December 2006 Barbara Gittings receives the First Annual John E. Fryer Award from the American Psychiatric Association for her significant impact on the mental health of gays and lesbians. Her legacy continues to impact lives today.
A brave, headstrong woman battles the entire psychiatric industry to prove that homosexuality is not, in fact, an illness that has a "cure".

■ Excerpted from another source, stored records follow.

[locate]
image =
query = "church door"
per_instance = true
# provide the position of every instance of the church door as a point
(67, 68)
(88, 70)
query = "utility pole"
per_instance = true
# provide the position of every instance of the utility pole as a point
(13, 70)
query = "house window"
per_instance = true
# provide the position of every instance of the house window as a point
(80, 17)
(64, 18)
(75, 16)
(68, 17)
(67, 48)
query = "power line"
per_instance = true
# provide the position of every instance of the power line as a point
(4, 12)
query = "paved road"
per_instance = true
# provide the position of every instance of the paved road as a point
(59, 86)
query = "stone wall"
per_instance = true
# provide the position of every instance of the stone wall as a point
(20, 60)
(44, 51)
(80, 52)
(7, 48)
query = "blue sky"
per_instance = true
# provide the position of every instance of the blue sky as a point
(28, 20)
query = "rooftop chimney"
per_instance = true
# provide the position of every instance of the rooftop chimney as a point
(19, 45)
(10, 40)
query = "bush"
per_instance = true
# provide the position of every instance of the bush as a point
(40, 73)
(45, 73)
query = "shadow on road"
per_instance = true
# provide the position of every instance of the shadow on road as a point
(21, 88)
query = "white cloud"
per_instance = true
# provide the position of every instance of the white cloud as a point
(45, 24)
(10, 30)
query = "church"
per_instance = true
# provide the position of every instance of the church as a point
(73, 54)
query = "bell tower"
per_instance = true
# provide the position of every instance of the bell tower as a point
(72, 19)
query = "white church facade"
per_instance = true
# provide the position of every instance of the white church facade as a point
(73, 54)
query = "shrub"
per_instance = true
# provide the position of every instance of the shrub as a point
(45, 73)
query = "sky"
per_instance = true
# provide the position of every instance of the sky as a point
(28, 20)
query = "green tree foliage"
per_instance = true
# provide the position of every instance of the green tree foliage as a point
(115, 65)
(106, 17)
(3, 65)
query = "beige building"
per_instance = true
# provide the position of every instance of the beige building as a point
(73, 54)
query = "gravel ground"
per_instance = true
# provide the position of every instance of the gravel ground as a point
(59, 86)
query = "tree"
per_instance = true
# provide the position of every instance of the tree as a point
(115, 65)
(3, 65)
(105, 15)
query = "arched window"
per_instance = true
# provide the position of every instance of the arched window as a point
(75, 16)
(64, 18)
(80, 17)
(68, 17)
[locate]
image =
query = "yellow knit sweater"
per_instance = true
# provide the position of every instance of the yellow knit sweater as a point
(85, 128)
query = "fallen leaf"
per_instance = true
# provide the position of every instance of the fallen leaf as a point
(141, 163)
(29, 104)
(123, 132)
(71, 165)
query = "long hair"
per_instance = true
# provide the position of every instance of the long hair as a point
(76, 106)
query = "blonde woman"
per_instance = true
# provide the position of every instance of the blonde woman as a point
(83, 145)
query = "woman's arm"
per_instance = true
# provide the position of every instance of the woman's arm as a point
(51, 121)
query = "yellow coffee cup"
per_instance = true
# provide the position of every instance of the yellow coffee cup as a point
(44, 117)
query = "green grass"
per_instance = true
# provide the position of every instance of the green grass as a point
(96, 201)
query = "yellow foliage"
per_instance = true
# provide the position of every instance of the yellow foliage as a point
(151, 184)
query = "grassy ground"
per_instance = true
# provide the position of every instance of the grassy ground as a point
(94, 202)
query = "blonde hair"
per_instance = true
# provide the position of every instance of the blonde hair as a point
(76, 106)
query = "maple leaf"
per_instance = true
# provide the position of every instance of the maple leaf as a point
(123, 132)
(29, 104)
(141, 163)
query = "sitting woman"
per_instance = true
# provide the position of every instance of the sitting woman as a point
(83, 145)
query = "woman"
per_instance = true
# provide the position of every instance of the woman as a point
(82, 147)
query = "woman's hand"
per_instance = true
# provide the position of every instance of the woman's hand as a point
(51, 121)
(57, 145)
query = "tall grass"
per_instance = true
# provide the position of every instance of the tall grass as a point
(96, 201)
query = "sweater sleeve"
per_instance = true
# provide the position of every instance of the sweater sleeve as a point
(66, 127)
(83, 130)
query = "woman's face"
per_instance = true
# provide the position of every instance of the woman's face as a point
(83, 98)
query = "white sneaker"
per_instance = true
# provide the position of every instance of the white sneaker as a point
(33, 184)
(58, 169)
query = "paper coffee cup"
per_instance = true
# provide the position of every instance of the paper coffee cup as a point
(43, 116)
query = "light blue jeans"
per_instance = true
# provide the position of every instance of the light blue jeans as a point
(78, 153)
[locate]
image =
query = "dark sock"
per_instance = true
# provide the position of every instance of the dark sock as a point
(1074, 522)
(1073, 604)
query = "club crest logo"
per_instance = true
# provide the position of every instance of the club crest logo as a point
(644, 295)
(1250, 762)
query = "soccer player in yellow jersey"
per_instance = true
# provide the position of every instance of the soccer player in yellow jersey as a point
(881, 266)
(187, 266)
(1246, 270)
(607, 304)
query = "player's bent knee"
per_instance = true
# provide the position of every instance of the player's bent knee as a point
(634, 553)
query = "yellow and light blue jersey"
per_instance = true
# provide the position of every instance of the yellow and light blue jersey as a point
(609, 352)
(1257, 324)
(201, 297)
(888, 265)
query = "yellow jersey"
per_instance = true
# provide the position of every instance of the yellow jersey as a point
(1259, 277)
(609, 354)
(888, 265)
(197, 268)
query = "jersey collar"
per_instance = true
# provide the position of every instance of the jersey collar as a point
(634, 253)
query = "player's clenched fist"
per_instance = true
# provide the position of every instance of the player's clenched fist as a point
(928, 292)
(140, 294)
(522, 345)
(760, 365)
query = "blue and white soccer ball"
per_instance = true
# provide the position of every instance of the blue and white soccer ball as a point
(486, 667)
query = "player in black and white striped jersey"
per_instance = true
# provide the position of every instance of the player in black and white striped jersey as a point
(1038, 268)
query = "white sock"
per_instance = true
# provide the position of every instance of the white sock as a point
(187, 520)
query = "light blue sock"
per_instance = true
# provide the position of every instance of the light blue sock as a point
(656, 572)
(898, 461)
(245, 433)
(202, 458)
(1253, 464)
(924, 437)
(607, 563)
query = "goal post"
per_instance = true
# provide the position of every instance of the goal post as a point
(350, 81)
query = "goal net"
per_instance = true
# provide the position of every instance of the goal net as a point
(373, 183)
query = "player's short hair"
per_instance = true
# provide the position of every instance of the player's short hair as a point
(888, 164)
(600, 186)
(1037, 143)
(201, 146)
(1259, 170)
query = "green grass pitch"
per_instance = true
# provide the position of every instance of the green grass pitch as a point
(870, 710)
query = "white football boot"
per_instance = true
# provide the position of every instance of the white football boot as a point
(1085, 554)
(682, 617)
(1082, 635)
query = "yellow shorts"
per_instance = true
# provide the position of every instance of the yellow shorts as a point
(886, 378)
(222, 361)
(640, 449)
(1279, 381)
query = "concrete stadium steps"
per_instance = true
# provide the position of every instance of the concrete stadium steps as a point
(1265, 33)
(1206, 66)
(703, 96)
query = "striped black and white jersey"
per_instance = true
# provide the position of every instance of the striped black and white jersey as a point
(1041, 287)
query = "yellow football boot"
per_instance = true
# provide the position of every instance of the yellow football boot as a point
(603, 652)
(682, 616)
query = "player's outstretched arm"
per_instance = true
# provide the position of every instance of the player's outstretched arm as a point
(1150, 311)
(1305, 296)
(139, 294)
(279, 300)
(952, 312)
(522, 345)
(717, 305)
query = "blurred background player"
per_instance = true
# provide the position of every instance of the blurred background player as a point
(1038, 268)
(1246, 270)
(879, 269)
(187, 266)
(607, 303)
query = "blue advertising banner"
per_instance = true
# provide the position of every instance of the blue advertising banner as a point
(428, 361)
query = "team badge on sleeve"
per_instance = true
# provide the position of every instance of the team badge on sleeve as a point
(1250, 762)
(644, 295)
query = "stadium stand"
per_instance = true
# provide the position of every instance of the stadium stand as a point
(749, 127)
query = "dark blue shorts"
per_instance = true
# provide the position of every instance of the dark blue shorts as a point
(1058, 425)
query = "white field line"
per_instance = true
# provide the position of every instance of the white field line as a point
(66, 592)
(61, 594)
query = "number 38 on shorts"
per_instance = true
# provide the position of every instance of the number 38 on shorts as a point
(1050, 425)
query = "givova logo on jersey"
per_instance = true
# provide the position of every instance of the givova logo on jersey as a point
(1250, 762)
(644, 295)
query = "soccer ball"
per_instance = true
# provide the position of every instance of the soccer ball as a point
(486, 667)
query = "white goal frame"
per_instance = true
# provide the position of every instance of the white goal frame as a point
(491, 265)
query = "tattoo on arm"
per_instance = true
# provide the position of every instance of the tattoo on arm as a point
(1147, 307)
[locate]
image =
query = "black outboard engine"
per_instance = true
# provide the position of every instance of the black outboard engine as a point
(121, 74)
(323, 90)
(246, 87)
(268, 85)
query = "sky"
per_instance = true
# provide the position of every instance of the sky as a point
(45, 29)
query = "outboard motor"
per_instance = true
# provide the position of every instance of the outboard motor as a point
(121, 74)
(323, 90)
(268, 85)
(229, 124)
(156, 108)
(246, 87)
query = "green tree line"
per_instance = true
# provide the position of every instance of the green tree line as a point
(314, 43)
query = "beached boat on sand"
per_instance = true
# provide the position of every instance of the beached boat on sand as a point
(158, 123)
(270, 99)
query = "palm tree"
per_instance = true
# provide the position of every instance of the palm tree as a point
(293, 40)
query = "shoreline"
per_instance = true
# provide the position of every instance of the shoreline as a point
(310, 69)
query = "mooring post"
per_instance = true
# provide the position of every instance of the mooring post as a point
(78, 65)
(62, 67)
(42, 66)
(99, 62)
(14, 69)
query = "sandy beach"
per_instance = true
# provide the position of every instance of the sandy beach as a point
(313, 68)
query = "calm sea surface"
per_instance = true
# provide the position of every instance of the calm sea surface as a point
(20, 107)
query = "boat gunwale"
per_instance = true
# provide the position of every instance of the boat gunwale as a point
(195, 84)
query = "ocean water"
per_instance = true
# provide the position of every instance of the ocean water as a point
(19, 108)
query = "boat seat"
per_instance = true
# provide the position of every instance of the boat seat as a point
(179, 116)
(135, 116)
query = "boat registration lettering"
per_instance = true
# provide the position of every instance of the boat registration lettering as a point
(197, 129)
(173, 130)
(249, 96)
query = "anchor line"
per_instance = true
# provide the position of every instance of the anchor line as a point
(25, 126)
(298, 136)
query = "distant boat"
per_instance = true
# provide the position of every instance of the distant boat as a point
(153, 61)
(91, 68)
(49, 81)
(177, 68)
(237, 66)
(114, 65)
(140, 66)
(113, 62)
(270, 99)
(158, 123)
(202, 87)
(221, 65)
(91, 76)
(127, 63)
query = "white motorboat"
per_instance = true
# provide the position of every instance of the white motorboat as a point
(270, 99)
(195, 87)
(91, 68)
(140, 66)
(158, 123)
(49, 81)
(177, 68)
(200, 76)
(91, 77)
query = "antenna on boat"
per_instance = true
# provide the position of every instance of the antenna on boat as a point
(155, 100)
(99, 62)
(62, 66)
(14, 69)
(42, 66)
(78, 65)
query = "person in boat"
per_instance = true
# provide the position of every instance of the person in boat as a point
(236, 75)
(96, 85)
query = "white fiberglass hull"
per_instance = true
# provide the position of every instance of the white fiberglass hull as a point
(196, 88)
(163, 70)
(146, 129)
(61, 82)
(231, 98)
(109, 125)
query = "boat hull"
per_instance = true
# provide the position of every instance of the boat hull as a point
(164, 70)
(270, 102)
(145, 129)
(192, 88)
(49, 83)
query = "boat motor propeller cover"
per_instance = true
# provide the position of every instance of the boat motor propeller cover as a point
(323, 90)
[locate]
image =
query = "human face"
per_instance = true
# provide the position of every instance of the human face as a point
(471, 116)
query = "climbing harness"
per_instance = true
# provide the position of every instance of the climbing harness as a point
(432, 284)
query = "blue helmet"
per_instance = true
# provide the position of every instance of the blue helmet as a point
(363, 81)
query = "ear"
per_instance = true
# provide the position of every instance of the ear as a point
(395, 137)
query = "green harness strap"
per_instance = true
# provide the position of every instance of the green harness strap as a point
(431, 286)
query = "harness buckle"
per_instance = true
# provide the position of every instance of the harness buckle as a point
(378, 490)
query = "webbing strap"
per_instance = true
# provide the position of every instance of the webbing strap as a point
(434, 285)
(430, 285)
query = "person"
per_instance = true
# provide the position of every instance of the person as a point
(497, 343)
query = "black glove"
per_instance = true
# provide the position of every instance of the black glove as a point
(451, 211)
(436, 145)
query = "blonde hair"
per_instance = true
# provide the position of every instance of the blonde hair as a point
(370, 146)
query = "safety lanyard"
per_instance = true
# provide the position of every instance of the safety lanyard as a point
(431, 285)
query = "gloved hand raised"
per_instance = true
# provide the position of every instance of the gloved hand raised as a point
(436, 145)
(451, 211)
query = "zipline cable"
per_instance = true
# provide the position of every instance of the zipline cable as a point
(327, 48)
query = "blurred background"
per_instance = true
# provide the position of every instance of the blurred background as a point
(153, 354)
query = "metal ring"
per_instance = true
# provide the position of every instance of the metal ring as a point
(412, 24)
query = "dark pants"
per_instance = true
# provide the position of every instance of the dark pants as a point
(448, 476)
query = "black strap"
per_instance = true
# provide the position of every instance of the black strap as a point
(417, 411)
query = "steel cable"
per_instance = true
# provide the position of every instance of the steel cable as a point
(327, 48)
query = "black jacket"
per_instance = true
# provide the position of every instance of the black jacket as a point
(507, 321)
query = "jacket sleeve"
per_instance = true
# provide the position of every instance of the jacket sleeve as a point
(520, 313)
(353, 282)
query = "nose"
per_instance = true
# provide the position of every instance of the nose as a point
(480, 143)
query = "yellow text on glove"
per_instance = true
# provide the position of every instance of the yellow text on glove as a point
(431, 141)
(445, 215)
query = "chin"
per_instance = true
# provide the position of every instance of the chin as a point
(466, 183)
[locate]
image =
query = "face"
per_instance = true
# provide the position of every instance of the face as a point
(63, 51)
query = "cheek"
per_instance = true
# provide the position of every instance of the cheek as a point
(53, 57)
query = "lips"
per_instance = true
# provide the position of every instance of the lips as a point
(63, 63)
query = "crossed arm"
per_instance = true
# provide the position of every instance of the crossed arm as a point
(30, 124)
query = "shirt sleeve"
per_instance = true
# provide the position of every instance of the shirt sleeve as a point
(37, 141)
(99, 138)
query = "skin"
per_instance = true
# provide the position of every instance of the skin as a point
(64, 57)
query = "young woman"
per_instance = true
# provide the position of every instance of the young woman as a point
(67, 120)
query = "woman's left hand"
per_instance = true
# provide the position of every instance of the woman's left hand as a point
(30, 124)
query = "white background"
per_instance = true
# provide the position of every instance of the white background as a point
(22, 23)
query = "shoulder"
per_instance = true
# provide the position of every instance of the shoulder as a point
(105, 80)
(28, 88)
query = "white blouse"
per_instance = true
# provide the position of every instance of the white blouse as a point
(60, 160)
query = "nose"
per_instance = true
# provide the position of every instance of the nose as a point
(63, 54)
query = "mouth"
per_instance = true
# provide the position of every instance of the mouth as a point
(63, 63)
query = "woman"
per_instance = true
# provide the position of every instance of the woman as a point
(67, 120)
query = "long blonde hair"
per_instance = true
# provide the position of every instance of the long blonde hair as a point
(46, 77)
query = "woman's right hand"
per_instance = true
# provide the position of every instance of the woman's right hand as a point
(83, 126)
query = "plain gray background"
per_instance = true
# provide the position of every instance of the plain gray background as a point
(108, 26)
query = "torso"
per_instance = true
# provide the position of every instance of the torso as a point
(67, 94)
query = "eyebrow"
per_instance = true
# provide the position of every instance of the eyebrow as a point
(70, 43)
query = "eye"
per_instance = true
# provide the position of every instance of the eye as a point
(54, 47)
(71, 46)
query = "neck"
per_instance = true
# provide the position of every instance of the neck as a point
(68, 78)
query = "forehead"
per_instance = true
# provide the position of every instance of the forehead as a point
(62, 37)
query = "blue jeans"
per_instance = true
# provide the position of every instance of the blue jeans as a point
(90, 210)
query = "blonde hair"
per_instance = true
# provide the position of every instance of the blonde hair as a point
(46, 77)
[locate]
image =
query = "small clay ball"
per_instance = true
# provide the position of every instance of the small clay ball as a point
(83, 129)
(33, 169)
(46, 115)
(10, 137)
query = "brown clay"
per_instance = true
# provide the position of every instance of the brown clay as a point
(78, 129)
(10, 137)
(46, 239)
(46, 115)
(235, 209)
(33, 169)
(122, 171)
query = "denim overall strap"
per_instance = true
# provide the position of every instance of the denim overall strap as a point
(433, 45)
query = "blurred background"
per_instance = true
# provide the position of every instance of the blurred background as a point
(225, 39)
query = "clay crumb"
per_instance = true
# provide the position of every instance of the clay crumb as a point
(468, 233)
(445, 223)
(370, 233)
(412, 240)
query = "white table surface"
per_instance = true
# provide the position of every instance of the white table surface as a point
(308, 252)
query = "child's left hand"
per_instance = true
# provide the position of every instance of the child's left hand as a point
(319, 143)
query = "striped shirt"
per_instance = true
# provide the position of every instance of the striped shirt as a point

"Barbara's mission is a human rights mission...the audience is on board with her from the get-go. She has some particularly great moments during her debates, specifically when she goes head-to-head with Dr. Socarides. Dr. Fryer's scheme to get his point across using the Dr. Anonymous moniker is also an intriguing subplot. Similar to films like MILK and DALLAS BUYERS CLUB, this script could certainly have a place in this subject matter's historical canon." The Blacklist Evaluator
Dr. Anonymous' Story
It’s almost shocking to believe that in 1972 there were no gay psychiatrists. Because being gay meant you couldn’t be a psychiatrist, and being a psychiatrist meant you couldn’t be gay. Barbara Gittings had to use all her rhetorical powers of persuasion to convince Dr. John Fryer, who had been fired from two university positions on suspicion that he was gay, to talk to the American Psychiatric Association about what it was like to be gay AND a psychiatrist. But it was too risky to do it as himself. So, he donned a distorted Nixon mask, an oversized tuxedo and used a voice scrambling microphone to tell his truth and the truth of so many others.
The Doctors' Story
"A homosexual is a person whose heterosexual function is crippled, like the legs of a polio victim," Dr. Irving Bieber. Dr. Bieber was one of the most influential American psychoanalysts who attempted to convert gay men to heterosexuality. He really thought he was helping his "patients." In "SICK" he presents a demonstration on lobotomy and electroshock therapy in his effort to "cure" his patient, Steve. The 1970 presentation at the American Psychiatric Association meeting in San Francisco, is disrupted by gay activists, including one who calls Bieber a "motherf*cker"!
The Photographer's Story
Kay Lahusen was the partner of Barbara Gittings in life, love and the movement for over forty years. Kay doesn't appear in a lot of the photographs of the movement from the 60s and 70s, but that's because she was always behind the camera, documenting every step of the way. Here, she has a moment in front of the camera as she attends a Gay Liberation Front fundraiser at the home of William Haines, actor and interior designer at his fabulous mansion in California.
The Captain's Story
Captain Jed Barrowman, a handsome young Air Force psychiatrist, whose job it is to help airmen who are "caught" thinking homosexual thoughts, to avoid being discharged from the service. But what is Captain Barrowman thinking? How does somebody who may be SICK, treat others who are SICK, and still keep his sickness secret?
The Singer's Story
Linda Rivera, a young Dominican singer, who, just being herself, and without really trying to, helps Barbara Gittings and her life partner Kay Lahusen, learn more about themselves and what they mean to one another.
The Journalist's Story
Ronald Gold, the young journalist activist who clashes with Barbara Gittings over their different approaches to making progress for gay rights. Younger, more aggressive, and male, Ron has to learn from Barbara, as she also must learn from Ron.